Seasonal Trends That Are Very Bullish For Gold
In addition to this time of the year being when friends and family get together to celebrate the holidays, it is also a time of important seasonal trends in markets. The January Effect is well known for giving a strong indicator of trends that will play out throughout the year. Stocks and sectors that perform well in the first month of the year, tend to have a good year ahead of them.
Another aspect of the January Effect is how stocks and sectors perform in the first week of January often have a strong January and get a good grade for the January Effect. Even before January rolls around there is a Santa Claus rally to monitor, which can give stocks a jump start on the January Effect.
From a technical perspective, the yearly chart on gold is very bullish, as it has gone from the bottom left to the top right during 2024, while making a series of record highs. One year charts such as this tend to keep going if nothing has changed with the fundamentals.
Recently, gold topped at $2800 on the futures chart just before the election, then corrected to just under $2600, and has since then been in a choppy basing process. Based on the one-year chart, gold is in a good position to have a strong Santa Claus rally and January Effect.
Whenever looking at trends in the charts, it is also important to be mindful of the fundamentals. Gold often tracks nicely with the growth in debt and with America in a Death Spiral of Debt that is a worldwide issue, this key fundamental is extremely bullish for gold.
Plenty of folks believed that Trump will cut spending, largely because of the campaigning by Elon Musk concerning the debt crisis. But, that goes completely against the evidence of Trump’s insane spending during his first term. Last week, during the political battle over the continuing resolution that threatened a government shutdown, we got a clear signal that nothing has changed for Trump when it comes to spending.
One of the first things he asked for was to eliminate the debt ceiling, he doesn’t want any restrictions on his spending. They didn’t give him what he asked for when they came to an agreement on the bill that kept the government open. We have not heard the last from him on this topic and he will probably take another shot in March when it comes to another round of negotiations when he is in office.
There are key factors that will cause the debt to get much worse during Trump’s second term. He’s a massive spender and will likely create more debt than he did in his last term. Plus, the debt has grown to an unsustainable level and now the cost of servicing the debt is a huge problem. The trend in the growth of the debt will drive gold much higher.
Inflation is starting to pick up again, even the Fed’s Powell admitted last week that their models on inflation have fallen apart. It is growing again before Trump is in office and his plans for deportations will take a lot of cheap labour out of the economy and push inflation higher.
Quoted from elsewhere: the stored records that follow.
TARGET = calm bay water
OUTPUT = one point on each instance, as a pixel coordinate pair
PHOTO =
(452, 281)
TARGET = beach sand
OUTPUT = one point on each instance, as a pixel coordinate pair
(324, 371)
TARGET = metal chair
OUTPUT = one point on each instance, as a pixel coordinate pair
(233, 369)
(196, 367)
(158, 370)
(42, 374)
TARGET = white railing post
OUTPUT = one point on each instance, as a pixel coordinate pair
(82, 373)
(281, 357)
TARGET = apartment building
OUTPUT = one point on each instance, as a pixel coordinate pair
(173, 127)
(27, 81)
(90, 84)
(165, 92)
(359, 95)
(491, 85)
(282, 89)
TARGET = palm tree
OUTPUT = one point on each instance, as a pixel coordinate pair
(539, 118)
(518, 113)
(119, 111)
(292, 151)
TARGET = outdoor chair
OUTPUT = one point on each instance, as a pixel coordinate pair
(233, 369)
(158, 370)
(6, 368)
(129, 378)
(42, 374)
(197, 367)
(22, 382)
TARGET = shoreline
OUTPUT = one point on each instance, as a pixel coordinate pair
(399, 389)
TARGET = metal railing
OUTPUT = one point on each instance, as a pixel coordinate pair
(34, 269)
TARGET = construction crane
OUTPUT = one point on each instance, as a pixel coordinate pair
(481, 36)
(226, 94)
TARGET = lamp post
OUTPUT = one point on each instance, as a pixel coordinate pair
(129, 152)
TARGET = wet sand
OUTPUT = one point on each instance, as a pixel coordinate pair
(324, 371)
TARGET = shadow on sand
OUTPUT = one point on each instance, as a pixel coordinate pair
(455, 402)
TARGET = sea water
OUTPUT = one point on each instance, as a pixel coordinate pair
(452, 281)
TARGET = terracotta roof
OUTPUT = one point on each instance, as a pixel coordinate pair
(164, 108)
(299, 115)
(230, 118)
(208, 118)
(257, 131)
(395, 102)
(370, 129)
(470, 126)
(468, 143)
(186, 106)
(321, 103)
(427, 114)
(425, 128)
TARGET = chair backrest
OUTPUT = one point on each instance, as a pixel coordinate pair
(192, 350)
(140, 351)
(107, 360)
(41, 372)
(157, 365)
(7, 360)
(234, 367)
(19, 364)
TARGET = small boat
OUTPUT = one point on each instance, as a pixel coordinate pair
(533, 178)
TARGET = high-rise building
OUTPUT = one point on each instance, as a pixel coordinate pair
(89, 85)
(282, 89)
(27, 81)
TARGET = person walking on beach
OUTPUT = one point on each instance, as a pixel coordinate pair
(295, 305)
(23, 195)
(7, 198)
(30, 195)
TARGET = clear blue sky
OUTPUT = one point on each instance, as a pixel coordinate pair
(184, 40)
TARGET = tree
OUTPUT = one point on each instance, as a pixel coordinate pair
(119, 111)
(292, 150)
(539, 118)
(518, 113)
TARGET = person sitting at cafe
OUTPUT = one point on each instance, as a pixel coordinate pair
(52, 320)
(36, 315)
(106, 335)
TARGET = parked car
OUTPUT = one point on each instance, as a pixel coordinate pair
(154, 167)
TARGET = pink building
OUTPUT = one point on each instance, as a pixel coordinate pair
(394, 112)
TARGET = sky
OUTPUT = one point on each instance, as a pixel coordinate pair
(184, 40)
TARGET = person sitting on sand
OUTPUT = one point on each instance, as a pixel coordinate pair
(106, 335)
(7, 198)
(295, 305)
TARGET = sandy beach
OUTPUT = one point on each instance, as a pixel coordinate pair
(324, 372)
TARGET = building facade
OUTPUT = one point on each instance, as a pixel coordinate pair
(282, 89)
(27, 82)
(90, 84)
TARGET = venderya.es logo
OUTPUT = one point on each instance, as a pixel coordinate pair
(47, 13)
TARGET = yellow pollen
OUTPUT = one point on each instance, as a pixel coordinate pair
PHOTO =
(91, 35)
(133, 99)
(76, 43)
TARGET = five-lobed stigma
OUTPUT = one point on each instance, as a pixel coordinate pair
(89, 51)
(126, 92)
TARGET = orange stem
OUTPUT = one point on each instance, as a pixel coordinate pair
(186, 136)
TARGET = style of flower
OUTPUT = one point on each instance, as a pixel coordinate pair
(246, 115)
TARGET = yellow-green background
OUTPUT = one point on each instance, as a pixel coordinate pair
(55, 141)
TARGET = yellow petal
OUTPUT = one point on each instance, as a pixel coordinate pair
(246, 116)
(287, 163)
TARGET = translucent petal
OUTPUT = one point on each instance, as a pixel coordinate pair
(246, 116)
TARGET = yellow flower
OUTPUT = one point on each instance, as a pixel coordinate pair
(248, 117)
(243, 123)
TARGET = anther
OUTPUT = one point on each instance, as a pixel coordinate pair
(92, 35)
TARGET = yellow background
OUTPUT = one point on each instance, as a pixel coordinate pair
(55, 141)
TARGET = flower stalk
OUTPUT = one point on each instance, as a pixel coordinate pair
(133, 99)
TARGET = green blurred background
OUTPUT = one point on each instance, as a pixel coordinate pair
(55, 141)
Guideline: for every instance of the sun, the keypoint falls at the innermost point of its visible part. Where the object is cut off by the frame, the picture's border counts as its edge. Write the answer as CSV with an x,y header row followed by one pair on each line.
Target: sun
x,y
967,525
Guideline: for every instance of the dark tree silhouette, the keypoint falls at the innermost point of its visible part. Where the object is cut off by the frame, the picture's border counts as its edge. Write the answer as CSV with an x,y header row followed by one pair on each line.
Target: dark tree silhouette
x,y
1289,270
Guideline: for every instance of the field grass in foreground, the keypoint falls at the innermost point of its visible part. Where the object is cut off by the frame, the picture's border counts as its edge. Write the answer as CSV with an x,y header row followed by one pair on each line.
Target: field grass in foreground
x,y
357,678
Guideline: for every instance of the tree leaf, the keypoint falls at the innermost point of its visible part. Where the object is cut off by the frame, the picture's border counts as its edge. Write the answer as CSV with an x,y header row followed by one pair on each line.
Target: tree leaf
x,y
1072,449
If he goes ahead with his tariff plans, it will add more fuel to the fire of inflation.
The trends in gold are very bullish as are the debt situation and inflation. Gold had a great year in 2024 and is in a perfect storm for 2025.
Since gold hit $2800 and then had a mild correction, the gold stocks gave back some of their hard earned gains in 2024. The best in breed gold miners, high-quality developers and explorers with important discoveries are coiled springs primed to get much stronger in January.
Another trend that plays out like clockwork every year that affects gold stocks, and other metals stocks, is the tax loss selling season. As investors sell stocks only for tax purposes at this time of year, and also due to mining stocks being relatively illiquid, they get beaten down. It isn’t about the quality of their projects, it is entirely about locking in tax losses.
The combination of the softness in gold since Trump got elected and tax loss selling season, has plenty of the stocks we follow in the reports to be on sale. But, as gold is primed to have a 2025 that rivals 2024, and tax loss selling ends in a few days, makes for the first quarter of 2025 to be very powerful for the gold stocks and other metals stocks.
With the growth I expect in debt when Trump gets into office, I suspect that 2025 will be an even better year for gold than 2024. I also see gold stocks, silver stocks and copper stocks as coiled springs primed to have a great year in 2025 starting in January.
In Closing
I’m very bullish on gold, silver and copper in 2025 and will be watching them closely for how they perform during the Santa Claus rally period and then the January Effect.
Additionally, I see plenty of stock picks for these metals ready to roll and will be putting out reports on top picks during the coming weeks.
This time of year, I also work on an outlook for the year ahead, that I put out late in December or early in January.